Saturday, July 23, 2011


When Al Roker said today would reach 101º F., I heard a little voice whisper gazpacho in my ear. Maybe I should have been worried and made an appointment with my friendly neighborhood mental health professional, but it was such a good idea (now if the little voice starts whispering haggis, I'll call someone). Anyway, score one for the voice...this is seriously refreshing and scrumptious.

Another way I like to cool off is watching this video of meteorologist, Jim Kosek, predicting snow back in February.

Yield: about 6 1/2 cups

2 lb. tomatoes (plus 1 diced tomato for garnish)
2 red bell peppers
2 Kirby cucumbers, peeled and chopped (plus 1 diced cucumber for garnish)
4 garlic cloves, finely chopped
2 tablespoons sherry vinegar, or to taste
1/2 cup extra virgin olive oil
1/2 round loaf crusty bread (about 9 inches in diameter)
1/2 teaspoon minced fresh tarragon leaves (plus more for garnish)
2 teaspoons salt, or to taste
3/4 teaspoon freshly ground black pepper, or to taste

1.      Preheat oven to 350° F. and line a baking pan with foil.
2.      Arrange tomatoes and bell peppers in baking pan and roast in upper third of oven 30 minutes. Transfer tomatoes to a large glass or ceramic bowl. Turn peppers over and continue to roast until lightly charred, about 25 minutes more. Transfer peppers, including any juices in pan, to another large glass or ceramic bowl and let stand, covered, until peppers are cool enough to handle.
3.      Holding tomatoes over bowl to catch juices, peel and cut into pieces. Holding peppers over their bowl to catch juices, peel peppers and discard stems and seeds. Tear peppers into pieces and add to tomatoes. Pour pepper juice through a fine sieve into tomato mixture.  Stir in cucumbers, garlic, vinegar and oil.
4.      Cut 4 (1/2-inch-thick) slices from the large, cut side of the loaf and trim off the crusts. Cut slices into 1-inch pieces and in a small bowl soak in water to cover for 10 minutes. Drain bread, without squeezing out excess liquid, and stir into tomato mixture with tarragon, salt and pepper. Chill mixture, covered, at least 8 hours and up to 1 day.
5.      Puree the mixture in a blender (in batches if necessary), until as smooth as possible; return to bowl.
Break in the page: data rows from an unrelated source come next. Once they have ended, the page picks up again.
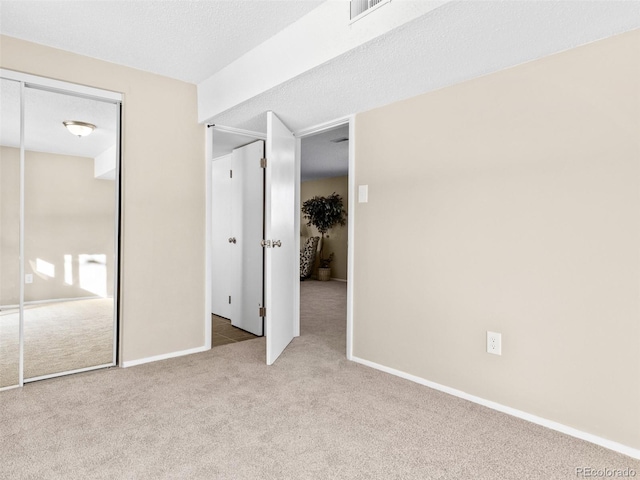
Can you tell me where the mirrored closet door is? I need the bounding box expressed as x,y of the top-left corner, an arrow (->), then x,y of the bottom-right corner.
0,69 -> 120,388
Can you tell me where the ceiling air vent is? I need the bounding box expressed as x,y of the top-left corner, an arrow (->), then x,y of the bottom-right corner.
351,0 -> 391,22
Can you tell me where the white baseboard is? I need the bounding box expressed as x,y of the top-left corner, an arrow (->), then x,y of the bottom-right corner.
0,295 -> 105,310
351,356 -> 640,459
0,385 -> 20,392
120,345 -> 211,368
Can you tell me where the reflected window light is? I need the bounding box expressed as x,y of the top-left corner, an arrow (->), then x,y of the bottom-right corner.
64,255 -> 73,285
78,254 -> 107,298
36,258 -> 56,278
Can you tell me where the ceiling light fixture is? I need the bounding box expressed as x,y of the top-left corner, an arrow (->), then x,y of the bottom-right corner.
62,120 -> 96,137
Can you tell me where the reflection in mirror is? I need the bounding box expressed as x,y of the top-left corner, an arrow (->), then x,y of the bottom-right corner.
24,88 -> 118,381
0,79 -> 20,388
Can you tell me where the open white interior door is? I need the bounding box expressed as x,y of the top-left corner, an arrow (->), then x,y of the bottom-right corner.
265,112 -> 300,365
231,140 -> 264,336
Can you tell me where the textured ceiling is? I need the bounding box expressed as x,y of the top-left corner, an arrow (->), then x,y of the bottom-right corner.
211,1 -> 640,132
0,0 -> 322,83
0,79 -> 118,158
300,125 -> 349,181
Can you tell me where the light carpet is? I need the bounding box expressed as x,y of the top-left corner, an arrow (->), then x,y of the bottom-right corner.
0,298 -> 113,387
0,281 -> 640,480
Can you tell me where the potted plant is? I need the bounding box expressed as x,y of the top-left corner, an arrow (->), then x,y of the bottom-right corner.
302,192 -> 347,281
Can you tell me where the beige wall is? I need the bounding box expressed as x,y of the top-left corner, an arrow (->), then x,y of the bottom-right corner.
0,147 -> 115,305
0,36 -> 205,361
300,176 -> 349,280
353,30 -> 640,449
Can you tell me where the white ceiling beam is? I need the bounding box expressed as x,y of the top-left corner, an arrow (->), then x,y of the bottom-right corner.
198,0 -> 449,122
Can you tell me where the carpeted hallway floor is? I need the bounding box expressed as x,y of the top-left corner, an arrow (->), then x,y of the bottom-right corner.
0,281 -> 640,480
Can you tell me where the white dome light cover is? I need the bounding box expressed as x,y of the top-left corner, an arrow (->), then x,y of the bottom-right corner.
62,120 -> 96,137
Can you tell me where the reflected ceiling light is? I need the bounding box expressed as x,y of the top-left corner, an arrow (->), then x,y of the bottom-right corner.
62,120 -> 96,137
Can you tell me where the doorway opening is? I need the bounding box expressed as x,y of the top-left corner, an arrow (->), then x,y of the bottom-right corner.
299,122 -> 350,355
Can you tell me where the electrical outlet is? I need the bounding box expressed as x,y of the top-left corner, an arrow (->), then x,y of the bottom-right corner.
487,332 -> 502,355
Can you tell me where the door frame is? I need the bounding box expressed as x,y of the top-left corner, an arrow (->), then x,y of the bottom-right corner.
204,112 -> 356,360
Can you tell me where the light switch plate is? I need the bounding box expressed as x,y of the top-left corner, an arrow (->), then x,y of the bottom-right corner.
358,185 -> 369,203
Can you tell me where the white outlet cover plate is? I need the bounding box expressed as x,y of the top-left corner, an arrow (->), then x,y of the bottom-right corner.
487,331 -> 502,355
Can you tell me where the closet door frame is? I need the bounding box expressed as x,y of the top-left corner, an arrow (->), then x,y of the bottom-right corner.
0,68 -> 123,391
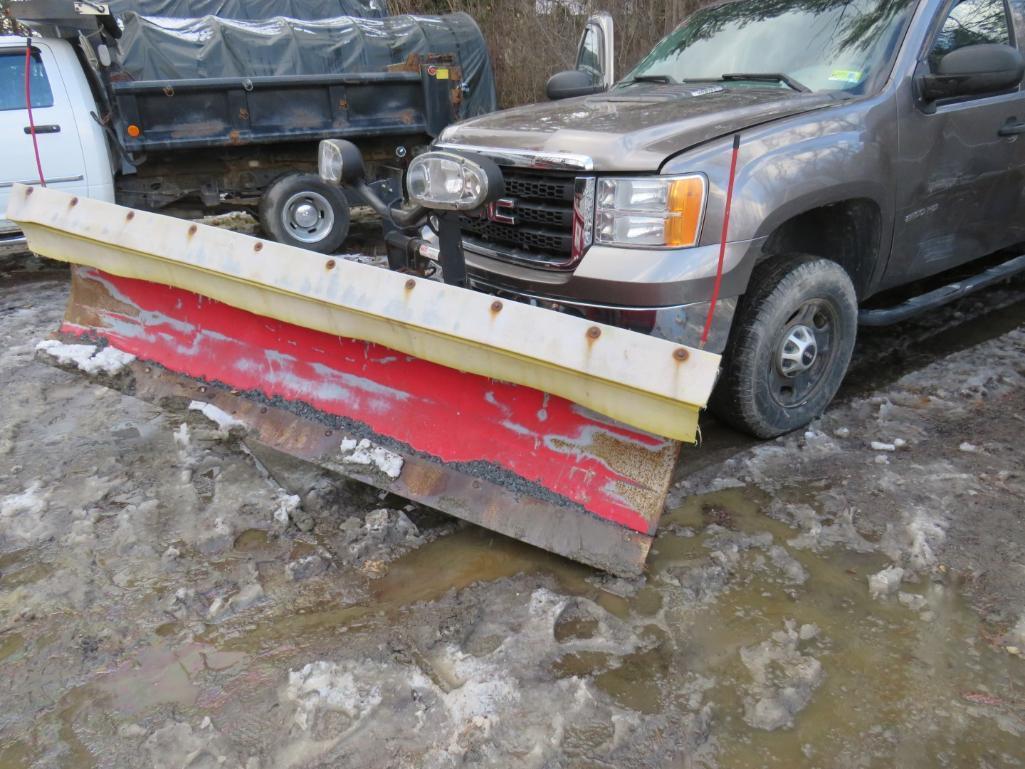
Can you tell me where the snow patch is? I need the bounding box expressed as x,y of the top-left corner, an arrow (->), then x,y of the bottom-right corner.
285,660 -> 381,731
36,339 -> 135,375
868,566 -> 904,599
341,438 -> 404,478
189,401 -> 246,434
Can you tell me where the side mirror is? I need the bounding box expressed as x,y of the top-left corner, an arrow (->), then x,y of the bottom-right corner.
918,43 -> 1025,102
544,70 -> 605,102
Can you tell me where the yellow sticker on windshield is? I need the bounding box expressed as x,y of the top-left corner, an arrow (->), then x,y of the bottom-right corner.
829,70 -> 865,85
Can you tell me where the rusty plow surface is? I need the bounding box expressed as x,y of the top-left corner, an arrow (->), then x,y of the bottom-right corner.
8,183 -> 718,575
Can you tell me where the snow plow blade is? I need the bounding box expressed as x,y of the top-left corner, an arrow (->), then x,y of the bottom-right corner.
7,187 -> 719,575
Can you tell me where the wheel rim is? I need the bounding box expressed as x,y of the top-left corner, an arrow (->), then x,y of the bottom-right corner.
769,299 -> 839,408
281,191 -> 334,243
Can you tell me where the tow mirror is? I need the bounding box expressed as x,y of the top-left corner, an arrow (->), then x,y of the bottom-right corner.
545,13 -> 616,100
918,43 -> 1025,102
544,70 -> 605,102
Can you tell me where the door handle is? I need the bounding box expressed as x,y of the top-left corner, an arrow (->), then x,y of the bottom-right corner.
996,118 -> 1025,136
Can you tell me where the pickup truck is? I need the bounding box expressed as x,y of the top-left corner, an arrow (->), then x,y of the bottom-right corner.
322,0 -> 1025,438
0,0 -> 495,252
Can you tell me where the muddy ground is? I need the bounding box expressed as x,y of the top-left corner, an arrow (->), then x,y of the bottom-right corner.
0,254 -> 1025,769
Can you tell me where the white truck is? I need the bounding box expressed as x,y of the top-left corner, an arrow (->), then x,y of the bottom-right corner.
0,37 -> 114,255
0,0 -> 495,253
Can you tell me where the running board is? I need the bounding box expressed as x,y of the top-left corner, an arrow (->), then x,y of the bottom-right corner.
858,254 -> 1025,326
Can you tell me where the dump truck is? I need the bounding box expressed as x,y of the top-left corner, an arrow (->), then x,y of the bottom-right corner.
7,0 -> 1025,575
0,0 -> 495,252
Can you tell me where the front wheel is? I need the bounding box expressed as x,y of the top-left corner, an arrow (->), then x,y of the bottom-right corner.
259,173 -> 350,253
709,255 -> 858,438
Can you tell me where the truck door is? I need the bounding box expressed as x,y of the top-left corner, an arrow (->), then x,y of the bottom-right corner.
884,0 -> 1025,286
0,41 -> 87,231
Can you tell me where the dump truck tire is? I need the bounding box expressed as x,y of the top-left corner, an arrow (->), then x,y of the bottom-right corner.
259,173 -> 350,253
709,255 -> 858,438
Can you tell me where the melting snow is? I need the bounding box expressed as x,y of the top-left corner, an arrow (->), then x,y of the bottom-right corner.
341,438 -> 403,478
36,339 -> 135,374
189,401 -> 246,433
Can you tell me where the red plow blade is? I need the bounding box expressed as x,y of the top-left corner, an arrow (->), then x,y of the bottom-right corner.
60,267 -> 680,574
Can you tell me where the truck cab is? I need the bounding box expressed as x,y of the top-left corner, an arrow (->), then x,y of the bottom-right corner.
401,0 -> 1025,438
0,36 -> 114,256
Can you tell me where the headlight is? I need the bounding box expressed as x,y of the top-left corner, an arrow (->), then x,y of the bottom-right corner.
406,152 -> 502,211
595,174 -> 707,248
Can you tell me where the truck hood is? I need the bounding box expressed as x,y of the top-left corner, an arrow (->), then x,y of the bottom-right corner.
438,84 -> 836,171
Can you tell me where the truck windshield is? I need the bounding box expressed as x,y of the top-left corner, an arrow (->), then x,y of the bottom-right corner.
618,0 -> 916,93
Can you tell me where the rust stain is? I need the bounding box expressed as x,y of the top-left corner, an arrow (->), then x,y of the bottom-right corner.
171,120 -> 227,138
385,53 -> 420,72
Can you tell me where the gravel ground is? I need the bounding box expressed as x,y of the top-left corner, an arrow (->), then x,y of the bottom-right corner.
0,264 -> 1025,769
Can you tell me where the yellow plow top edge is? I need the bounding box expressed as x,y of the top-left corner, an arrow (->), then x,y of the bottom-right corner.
12,185 -> 720,442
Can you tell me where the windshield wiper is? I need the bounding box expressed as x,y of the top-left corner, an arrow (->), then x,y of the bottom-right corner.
719,72 -> 812,93
620,75 -> 677,85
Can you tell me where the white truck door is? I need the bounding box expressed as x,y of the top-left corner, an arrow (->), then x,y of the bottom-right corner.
0,38 -> 88,232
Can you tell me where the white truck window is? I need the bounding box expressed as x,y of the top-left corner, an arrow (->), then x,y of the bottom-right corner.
0,49 -> 53,111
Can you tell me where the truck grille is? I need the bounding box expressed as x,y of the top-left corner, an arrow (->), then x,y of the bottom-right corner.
460,168 -> 575,270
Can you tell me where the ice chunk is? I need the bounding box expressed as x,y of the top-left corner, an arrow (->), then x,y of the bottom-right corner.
36,339 -> 135,374
189,401 -> 246,433
340,438 -> 403,478
868,566 -> 904,598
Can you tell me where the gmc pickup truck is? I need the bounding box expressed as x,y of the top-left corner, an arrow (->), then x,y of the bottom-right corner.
321,0 -> 1025,438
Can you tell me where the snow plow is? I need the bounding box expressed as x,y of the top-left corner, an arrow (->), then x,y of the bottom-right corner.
7,180 -> 719,575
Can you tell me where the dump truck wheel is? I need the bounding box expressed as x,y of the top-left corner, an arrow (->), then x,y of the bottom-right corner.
259,173 -> 349,253
709,255 -> 858,438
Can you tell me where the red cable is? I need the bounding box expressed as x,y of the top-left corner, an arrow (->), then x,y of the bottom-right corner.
25,38 -> 46,187
701,133 -> 740,348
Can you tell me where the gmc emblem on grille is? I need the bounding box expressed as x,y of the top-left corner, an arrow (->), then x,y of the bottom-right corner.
486,198 -> 517,225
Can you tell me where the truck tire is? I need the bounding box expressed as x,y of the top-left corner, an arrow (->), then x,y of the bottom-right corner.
709,255 -> 858,438
259,173 -> 349,253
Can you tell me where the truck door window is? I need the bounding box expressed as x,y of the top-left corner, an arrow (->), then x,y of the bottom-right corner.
0,48 -> 53,111
929,0 -> 1012,72
576,25 -> 605,85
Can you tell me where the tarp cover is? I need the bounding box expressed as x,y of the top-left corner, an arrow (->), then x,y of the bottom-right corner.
107,0 -> 387,22
119,13 -> 496,118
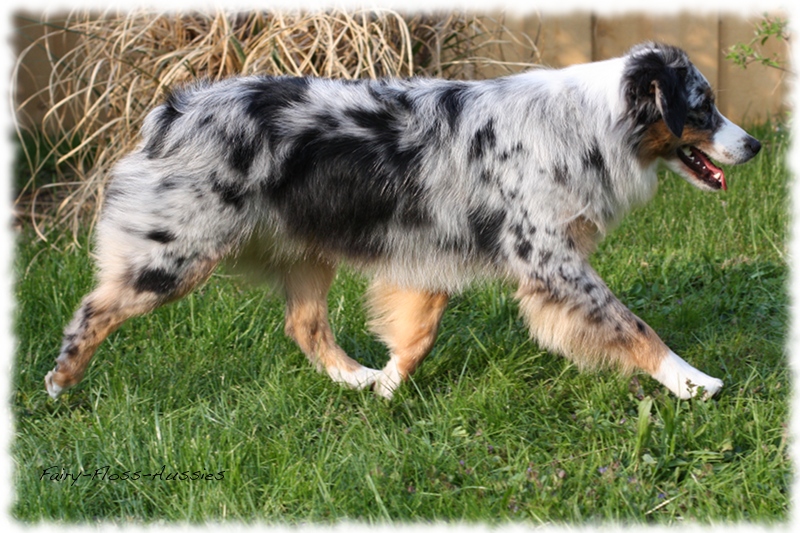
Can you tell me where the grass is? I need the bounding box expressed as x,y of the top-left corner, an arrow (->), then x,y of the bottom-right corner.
12,121 -> 792,525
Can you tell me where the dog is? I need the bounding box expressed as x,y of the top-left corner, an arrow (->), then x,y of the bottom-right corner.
45,43 -> 761,399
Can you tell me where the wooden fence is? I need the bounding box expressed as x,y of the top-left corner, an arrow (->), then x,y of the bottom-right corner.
15,12 -> 789,127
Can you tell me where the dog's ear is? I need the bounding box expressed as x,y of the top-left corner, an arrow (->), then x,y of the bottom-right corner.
650,68 -> 689,138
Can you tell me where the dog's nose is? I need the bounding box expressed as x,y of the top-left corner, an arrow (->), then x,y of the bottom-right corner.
744,137 -> 761,157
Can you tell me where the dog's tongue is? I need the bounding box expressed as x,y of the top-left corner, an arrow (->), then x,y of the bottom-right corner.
689,146 -> 728,191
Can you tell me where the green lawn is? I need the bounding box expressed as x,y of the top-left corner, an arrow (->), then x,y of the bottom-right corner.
11,122 -> 792,525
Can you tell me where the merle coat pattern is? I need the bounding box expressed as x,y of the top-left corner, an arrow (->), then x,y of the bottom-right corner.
45,43 -> 760,398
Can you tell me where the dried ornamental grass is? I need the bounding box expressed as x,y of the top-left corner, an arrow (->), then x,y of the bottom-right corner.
12,10 -> 538,238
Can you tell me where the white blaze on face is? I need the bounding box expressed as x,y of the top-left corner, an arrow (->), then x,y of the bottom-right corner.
707,114 -> 757,165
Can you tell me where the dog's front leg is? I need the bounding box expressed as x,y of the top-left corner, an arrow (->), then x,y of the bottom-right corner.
517,255 -> 723,399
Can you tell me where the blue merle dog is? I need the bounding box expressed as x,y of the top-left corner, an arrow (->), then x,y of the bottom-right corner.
45,43 -> 760,398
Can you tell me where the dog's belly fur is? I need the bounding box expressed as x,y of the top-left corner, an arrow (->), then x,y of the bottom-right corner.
46,43 -> 758,397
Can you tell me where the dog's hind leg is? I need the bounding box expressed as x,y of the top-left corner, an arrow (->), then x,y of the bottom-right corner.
282,258 -> 380,389
45,246 -> 219,398
369,281 -> 449,398
517,257 -> 723,399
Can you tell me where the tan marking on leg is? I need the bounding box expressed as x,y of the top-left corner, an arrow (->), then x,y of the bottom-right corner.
516,284 -> 669,374
45,259 -> 218,398
517,278 -> 723,399
368,281 -> 449,397
283,259 -> 377,388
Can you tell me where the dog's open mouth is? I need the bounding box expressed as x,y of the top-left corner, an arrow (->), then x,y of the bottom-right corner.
678,146 -> 728,191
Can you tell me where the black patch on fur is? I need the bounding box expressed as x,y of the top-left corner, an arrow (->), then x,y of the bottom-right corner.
622,43 -> 691,141
144,92 -> 182,159
241,76 -> 309,144
553,161 -> 568,186
156,176 -> 180,192
133,268 -> 178,295
516,240 -> 533,261
467,209 -> 506,258
439,82 -> 467,132
469,118 -> 497,161
261,112 -> 430,257
145,229 -> 177,244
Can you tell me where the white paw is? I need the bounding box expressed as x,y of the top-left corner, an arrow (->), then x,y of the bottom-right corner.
653,351 -> 723,400
373,357 -> 403,400
328,366 -> 381,390
44,370 -> 65,400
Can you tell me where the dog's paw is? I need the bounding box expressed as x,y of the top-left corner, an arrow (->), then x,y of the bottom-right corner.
372,357 -> 403,400
328,366 -> 381,390
653,351 -> 724,400
44,369 -> 66,400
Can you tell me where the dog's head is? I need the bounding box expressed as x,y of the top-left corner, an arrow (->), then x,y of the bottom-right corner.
623,43 -> 761,191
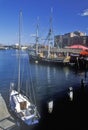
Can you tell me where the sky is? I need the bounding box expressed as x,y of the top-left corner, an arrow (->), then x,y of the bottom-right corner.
0,0 -> 88,45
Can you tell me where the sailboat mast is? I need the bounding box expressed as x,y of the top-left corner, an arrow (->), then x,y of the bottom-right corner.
18,11 -> 22,93
36,18 -> 39,54
48,8 -> 53,57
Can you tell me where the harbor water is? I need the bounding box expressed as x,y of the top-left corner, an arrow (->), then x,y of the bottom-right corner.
0,50 -> 88,130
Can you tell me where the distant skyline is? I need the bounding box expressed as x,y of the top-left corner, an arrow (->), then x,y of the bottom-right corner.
0,0 -> 88,44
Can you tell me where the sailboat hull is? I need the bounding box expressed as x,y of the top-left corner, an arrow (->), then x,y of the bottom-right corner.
10,90 -> 39,125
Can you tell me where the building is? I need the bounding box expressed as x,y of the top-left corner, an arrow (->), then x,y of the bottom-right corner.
54,31 -> 88,48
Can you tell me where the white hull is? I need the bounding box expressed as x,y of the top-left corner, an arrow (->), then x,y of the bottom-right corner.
10,90 -> 39,125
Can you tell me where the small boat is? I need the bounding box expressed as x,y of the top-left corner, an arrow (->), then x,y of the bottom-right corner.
10,12 -> 40,126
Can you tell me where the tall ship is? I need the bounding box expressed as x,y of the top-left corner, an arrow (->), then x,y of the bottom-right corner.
28,10 -> 70,64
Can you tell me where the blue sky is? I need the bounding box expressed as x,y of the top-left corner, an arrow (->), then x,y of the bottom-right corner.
0,0 -> 88,44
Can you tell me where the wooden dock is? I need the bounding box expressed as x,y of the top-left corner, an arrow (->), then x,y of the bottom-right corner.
0,94 -> 18,130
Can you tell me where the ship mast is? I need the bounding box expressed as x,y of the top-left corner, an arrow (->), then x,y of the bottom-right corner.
48,8 -> 53,57
36,17 -> 39,55
18,11 -> 22,93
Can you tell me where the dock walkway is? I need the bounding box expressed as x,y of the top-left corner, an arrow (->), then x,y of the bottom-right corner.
0,94 -> 18,130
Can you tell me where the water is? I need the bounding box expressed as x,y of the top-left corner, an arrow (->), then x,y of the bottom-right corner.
0,50 -> 88,130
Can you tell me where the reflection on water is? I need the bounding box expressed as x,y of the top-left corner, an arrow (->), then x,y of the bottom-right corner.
0,50 -> 88,130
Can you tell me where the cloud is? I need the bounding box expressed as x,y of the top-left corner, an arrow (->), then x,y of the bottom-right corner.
81,9 -> 88,16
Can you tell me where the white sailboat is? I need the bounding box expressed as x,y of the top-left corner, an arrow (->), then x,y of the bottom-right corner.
10,11 -> 40,126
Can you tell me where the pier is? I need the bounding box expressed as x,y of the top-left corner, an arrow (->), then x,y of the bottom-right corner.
0,94 -> 18,130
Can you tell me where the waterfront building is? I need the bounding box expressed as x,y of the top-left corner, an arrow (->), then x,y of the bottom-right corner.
54,31 -> 88,48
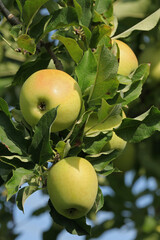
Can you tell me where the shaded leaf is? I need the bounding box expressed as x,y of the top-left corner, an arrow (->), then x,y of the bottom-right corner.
29,108 -> 57,165
16,184 -> 39,212
17,34 -> 36,54
23,0 -> 48,28
0,97 -> 11,118
75,49 -> 97,93
55,140 -> 71,159
49,201 -> 91,236
5,168 -> 33,200
88,46 -> 119,104
52,33 -> 83,63
113,8 -> 160,39
0,111 -> 29,155
95,188 -> 104,212
115,107 -> 160,143
12,52 -> 50,85
43,7 -> 79,36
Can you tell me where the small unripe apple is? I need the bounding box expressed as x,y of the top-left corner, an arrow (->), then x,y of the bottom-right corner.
47,157 -> 98,219
112,40 -> 138,76
20,69 -> 81,132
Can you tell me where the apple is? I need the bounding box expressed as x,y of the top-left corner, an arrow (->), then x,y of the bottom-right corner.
112,40 -> 138,76
84,111 -> 126,151
113,143 -> 136,172
139,43 -> 160,81
47,157 -> 98,219
20,69 -> 81,132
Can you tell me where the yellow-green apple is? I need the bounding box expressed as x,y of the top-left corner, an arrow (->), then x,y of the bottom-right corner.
47,157 -> 98,219
84,111 -> 126,151
20,69 -> 81,132
139,43 -> 160,81
112,40 -> 138,76
113,143 -> 136,172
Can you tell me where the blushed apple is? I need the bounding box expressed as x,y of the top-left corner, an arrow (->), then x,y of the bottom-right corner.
20,69 -> 81,132
47,157 -> 98,219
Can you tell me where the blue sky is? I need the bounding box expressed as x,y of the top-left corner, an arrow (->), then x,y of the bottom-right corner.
14,171 -> 157,240
14,188 -> 135,240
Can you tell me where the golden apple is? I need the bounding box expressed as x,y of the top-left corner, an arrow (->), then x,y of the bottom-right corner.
47,157 -> 98,219
20,69 -> 81,132
112,40 -> 138,76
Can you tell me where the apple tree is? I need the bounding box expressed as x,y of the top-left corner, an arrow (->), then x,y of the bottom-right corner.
0,0 -> 160,239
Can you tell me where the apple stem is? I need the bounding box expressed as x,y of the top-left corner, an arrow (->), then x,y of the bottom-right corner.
38,102 -> 46,111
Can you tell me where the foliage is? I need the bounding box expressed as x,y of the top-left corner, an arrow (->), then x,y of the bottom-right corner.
0,0 -> 160,239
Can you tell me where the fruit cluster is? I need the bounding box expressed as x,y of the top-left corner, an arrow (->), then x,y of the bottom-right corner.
20,40 -> 138,219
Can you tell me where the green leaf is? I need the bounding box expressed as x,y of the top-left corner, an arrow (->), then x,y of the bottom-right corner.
75,49 -> 97,94
1,155 -> 31,163
10,24 -> 22,40
0,97 -> 11,118
17,34 -> 36,54
86,150 -> 119,173
23,0 -> 48,29
73,0 -> 83,21
49,201 -> 91,236
43,7 -> 79,36
16,183 -> 39,212
122,64 -> 150,105
95,188 -> 104,212
88,46 -> 119,104
0,111 -> 29,155
113,0 -> 151,20
52,33 -> 83,63
82,133 -> 111,155
74,0 -> 92,27
29,108 -> 57,165
113,8 -> 160,39
55,139 -> 71,159
0,159 -> 13,182
29,15 -> 51,43
98,98 -> 113,122
16,0 -> 23,16
114,107 -> 160,143
95,0 -> 112,14
12,52 -> 50,85
5,168 -> 33,201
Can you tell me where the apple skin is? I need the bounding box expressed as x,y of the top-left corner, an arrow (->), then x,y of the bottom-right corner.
112,40 -> 138,76
84,111 -> 126,151
47,157 -> 98,219
20,69 -> 81,132
139,43 -> 160,82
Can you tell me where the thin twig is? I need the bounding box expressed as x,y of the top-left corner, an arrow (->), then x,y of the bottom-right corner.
43,43 -> 63,71
0,0 -> 63,71
0,0 -> 20,26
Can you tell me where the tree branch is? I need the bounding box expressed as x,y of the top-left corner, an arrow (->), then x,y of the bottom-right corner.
0,0 -> 63,71
44,43 -> 63,71
0,0 -> 20,26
Chill, covered, for 2 more hours.
6.      Force gazpacho through a food mill (or very fine sieve) into another large bowl and season, if desired, with additional vinegar, salt and pepper.
7.      Garnish with chopped tomato and chopped cucumber; sprinkle with minced tarragon.

barely adapted from Lawrence Saez (originally from his grandmother from Cordoba, Spain)
tomatoes and red peppers before roasting
roasted tomatoes
(you can see the skin is already peeling off on its own)
roasted peppers
roasted tomatoes & peppers, skins 
peeled, seeds removed & cut into pieces
(actually, I just ripped them with my hands as I peeled)
kirbys (you can substitute a seedless English cucumber)
chopped cucumber
cucumbers, garlic, vinegar and oil added
I used sourdough, it was the only good crusty bread I could find.
bread cubes in water
adding the bread cubes, tarragon, salt & pepper
everything stirred
in the blender (I blended in 2 batches)
back in the bowl

I admit it, I didn't strain the soup. I just didn't have the time.
Besides, after I tasted it, I decided I liked the thick texture anyway.
Sooo good.

You may recall on Thursday's post I was wondering if it was hot enough outside to actually cook an egg using only the heat from the sun. Yesterday I gave it a try--here are the underwhelming results:

First I left my cast iron skillet and thermometer outside
for about an hour (you can see it's about 103º F.)
Next I cracked an egg into the hot pan
and waited (and waited and waited).
About an hour later and only the very thinnest edge
had started to turn white (clearly not enough
to say the egg had cooked). So the, it is
not hot enough to cook an egg outside. Now we know.